1. **Set Up a SageMaker Studio Domain and Space.** Create a SageMaker Studio domain and user profile, then create a JupyterLab Space. Each Space gets its own Amazon EBS volume for persistent storage. Refer to [SageMaker AI domain overview](https://docs.aws.amazon.com/sagemaker/latest/dg/gs-studio-onboard.html) for the detailed steps.

1. **Upload Notebooks and Files to SageMaker Studio.** Open your JupyterLab Space and upload your exported files using the File Browser upload icon, or clone your Git repository directly from the JupyterLab terminal.

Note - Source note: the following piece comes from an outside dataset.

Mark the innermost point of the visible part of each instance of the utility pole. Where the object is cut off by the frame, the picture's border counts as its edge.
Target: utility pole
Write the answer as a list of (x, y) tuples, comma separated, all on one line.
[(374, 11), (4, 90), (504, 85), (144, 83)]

1. **Recreate Conda Environments in SageMaker Studio.** Open a terminal in your JupyterLab Space and use your exported YAML file to recreate your conda environment. After installation, the environment will be available as a kernel for your notebooks. Refer to [JupyterLab environment customization](https://docs.aws.amazon.com/sagemaker/latest/dg/studio-updated-jl-user-guide-customize-package-manager.html) in SageMaker Studio for the detailed steps.

Migrating to SageMaker Studio only migrates your notebooks, files, and environment configurations. Historical compute usage or session logs from Studio Lab are not transferred. Future development, experimentation, and compute management will happen within SageMaker Studio.